L’oro che luccica poco. Nei Giochi di Michael Phelps, cinque ori, un argento e la patente a tempo indeterminato per l’immortalità o di Usain Bolt che tra 100 e 200 metri scava un altro canyon tra sé e i bipedi che corrono contro il cronometro, a breve ci sarà anche il successo di Team Usa, la nazionale di basket.

Oggi in campo contro la Spagna di Pau Gasol, la password per la finale dopo un filotto di successi senza aver mai fatto scoccare la scintilla nei tifosi e negli appassionati della palla a spicchi. Sono i più forti, ci sono tre-quattro marce in più rispetto agli avversari nonostante l’assenza di Lebron James, Steph Curry, Chris Paul, ma emozionano poco. Anzi, non emozionano per niente.

Forse una questione di linguaggio del corpo da parte degli americani che stimola la parte istintuale che è in grado di generare lo sport, che impone di scegliersi un favorito e un nemico davanti alla tv, al bar o sugli spalti. Gli americani non tirano, non piacciono. Anche se vincono.

L’altra notte la squadra guidata da Mike Krzyzewski ha superato in scioltezza l’Argentina di Manu Ginobili, quasi 30 punti di scarto. E Kevin Durant, asso dei Golden State Warriors: ha mostrato al mondo che dopo Lebron James è il più forte ad avere a che fare con l’arancia, con una pioggia di triple, specie nel primo tempo.
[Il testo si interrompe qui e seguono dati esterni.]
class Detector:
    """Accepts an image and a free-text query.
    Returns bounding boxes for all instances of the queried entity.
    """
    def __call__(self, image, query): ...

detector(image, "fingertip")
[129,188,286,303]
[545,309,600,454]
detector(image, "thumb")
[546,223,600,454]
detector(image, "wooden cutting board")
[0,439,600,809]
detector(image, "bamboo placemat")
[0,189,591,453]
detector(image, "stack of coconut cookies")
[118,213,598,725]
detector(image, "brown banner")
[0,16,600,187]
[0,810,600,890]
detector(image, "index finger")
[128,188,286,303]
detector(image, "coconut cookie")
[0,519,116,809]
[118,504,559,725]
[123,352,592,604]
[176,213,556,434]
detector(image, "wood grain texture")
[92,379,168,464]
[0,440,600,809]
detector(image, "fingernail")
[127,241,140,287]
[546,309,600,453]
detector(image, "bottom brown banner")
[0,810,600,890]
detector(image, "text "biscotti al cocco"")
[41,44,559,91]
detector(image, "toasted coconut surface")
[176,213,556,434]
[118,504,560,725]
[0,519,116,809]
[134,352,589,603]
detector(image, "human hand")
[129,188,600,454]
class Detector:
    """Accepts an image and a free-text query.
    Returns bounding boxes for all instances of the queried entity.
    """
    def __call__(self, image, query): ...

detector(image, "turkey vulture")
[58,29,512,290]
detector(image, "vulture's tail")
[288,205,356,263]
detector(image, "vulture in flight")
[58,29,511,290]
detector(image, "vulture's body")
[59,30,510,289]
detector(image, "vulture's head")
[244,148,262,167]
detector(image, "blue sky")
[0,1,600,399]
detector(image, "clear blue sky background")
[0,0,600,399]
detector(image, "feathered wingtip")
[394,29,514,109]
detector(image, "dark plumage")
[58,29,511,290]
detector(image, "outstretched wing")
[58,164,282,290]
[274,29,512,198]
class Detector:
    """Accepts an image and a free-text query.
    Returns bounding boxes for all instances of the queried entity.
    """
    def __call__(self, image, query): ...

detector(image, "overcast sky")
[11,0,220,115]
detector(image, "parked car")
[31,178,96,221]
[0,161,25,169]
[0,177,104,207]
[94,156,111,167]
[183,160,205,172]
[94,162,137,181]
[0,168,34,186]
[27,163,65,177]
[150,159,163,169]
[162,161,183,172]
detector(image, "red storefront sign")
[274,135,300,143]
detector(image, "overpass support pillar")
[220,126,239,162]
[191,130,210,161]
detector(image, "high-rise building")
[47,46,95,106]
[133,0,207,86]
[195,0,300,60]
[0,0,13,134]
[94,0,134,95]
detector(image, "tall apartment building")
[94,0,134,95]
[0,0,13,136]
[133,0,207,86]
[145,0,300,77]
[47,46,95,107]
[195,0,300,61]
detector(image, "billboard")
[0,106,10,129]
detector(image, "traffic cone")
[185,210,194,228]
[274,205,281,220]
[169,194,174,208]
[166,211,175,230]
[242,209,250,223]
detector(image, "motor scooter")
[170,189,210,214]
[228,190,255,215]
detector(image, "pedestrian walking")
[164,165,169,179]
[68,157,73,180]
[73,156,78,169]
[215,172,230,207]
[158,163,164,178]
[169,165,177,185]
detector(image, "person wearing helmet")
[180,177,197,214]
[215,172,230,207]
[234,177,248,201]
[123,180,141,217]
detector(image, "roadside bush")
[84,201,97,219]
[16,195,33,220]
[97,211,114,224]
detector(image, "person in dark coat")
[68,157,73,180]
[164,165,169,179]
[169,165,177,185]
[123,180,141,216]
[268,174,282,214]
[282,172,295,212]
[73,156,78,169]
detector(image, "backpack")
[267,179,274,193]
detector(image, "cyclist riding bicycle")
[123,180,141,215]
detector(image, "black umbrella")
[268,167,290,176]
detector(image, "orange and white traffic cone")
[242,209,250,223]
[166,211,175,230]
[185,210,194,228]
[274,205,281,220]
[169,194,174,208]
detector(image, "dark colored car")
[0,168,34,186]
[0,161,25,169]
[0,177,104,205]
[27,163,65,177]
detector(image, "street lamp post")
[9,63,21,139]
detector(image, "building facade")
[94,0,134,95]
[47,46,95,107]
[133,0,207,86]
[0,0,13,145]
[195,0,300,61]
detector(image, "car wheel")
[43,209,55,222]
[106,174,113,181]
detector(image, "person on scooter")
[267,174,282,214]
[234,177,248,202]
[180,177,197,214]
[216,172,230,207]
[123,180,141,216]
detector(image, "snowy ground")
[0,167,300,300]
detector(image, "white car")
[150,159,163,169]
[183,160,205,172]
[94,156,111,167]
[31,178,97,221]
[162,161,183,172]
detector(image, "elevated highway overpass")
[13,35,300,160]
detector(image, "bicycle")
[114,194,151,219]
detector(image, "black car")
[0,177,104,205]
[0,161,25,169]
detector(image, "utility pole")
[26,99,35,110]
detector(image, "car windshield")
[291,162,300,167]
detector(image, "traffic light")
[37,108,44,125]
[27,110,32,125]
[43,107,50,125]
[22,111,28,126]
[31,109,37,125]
Ma il pubblico di Rio de Janeiro, oltre alla sezione degli aficionados argentini, si è scaldato solo per omaggiare la fine della Generaciòn Dorada, il gruppetto di fenomeni che ad Atene 2004 vinceva l’oro in finale contro l’Italia di Pozzecco, Basile e Galanda ma che soprattutto rimandava negli States proprio la nazionale guidata allora da un guru della Nba, coach Larry Brown, con Shaquille O’Neal, Tim Duncan, Allen Iverson, il 20enne Lebron James e altri assi sbarcati all’ombra del Partenone in una missione fallimentare.
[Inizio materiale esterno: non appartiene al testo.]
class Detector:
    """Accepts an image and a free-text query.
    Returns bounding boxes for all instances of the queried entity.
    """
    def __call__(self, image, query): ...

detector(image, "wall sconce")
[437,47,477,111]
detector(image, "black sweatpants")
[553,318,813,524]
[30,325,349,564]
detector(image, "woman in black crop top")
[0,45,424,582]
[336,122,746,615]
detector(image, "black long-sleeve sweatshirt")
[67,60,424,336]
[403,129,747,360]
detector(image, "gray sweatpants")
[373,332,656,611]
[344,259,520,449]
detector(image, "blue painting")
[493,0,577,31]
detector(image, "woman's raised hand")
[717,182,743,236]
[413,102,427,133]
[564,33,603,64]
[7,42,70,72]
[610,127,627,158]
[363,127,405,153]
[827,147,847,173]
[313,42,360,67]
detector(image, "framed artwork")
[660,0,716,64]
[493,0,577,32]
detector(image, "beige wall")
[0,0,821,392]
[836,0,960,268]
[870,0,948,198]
Erano gli argentini, un po’ come i sovietici – quel formidabile concerto di lituani, russi, moldavi, ucraini che avrebbero potuto giocarsela con i migliori della Nba, in un mondo senza eccessivi intrecci tra sport e politica – trascinati da Arvydas Sabonis a Seul 1988 contro la nazionale a stelle e strisce, a spingere gli americani a rimettere le cose a posto, spedire atleti motivati a vincere l’oro, con Krzyzewski in panca, due ori in fila, Pechino e Londra, sino al sicuro tris, tempo un paio di giorni.
Dunque, ovazione, pubblico in piedi per Ginobili, in lacrime quando è stato richiamato in panchina nell’ultimo quarto, a match ai titoli di coda, all’ultimo tango in nazionale; come Luis Scola, Andres Nocioni, protagonisti anche nella Nba (per Ginobili quattro titoli nei San Antonio Spurs e un posto già al caldo all’Hall of Fame). I i vari Durant, Carmelo Anthony, Klay Thompson, De Marcus Cousins parevano tanti cervi in tangenziale nella partita dominata in lungo e largo, tranne nei primi minuti in pantofole, in cui i sudamericani erano scappati avanti di dieci punti.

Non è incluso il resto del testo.